The Role of Amantadine Withdrawal in 3 Cases of Treatment-Refractory Altered Mental Status.
Fryml LD1, Williams KR, Pelic CG, Fox J, Sahlem G, Robert S, Revuelta GJ, Short EB.
Amantadine, which was originally developed as an antiviral medication, functions as a dopamine agonist in the central nervous system and consequently is utilized in the treatment of Parkinson disease, drug-induced extrapyramidal reactions, and neuroleptic malignant syndrome. For reasons that are not entirely understood, abrupt changes in amantadine dosage can produce a severe withdrawal syndrome. Existing medical literature describes case reports of amantadine withdrawal leading to delirium, which at times has progressed to neuroleptic malignant syndrome. Amantadine withdrawal may be under-recognized by mental health clinicians, which has the potential to lead to protracted hospital courses and suboptimal outcomes. The goal of this case series is to highlight the role of amantadine withdrawal in the cases of 3 medically complex patients with altered mental status. In the first case, the cognitive side effects of electroconvulsive therapy masked acute amantadine withdrawal in a 64-year-old man with Parkinson disease. In the second case, a 75-year-old depressed patient developed a catatonic delirium when amantadine was discontinued. Finally, a refractory case of neuroleptic malignant syndrome in a 57-year-old patient with schizoaffective disorder rapidly resolved with the reintroduction of outpatient amantadine. These cases highlight several learning objectives regarding amantadine withdrawal syndrome: First, it may be concealed by co-occurring causes of delirium in medically complex patients. Second, its symptoms are likely to be related to a cortical and limbic dopamine shortage, which may be reversed with electroconvulsive therapy or reintroduction of amantadine. Third, its clinical presentation may occur on a spectrum and may include features suggestive of delirium, catatonia, or neuroleptic malignant syndrome.

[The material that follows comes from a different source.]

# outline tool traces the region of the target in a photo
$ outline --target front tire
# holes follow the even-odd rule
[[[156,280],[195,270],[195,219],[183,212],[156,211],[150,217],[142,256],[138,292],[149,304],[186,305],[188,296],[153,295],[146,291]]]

"The common features among these cases suggest that risk factors for this withdrawal phenomenon may include being elderly, presence of advanced parkinsonism, and duration of amantadine therapy for longer than 1 year."
Thanks so much for the share @Koveras, that all makes sense and reflects what I might expect, however, that's not quite enough to convince me that dopamine agonists are safe. If you check search for dopamine agonist experiences on the social anxiety forum, you'll see that there are healthy people that used dopamine agonists for their anxiety for different periods, and some of them still got bad withdrawals. Risk factors mean that the risk factor is significantly increased, but it doesn't mean you won't get DAWS if you don't have any of them.
In addition, in any case, there's a high probability of dopamine receptor downregulation, as there is with indirect agonists like amphetamine, etc. It's a unsustainable and unwise course of supplementation for healthy people, imo.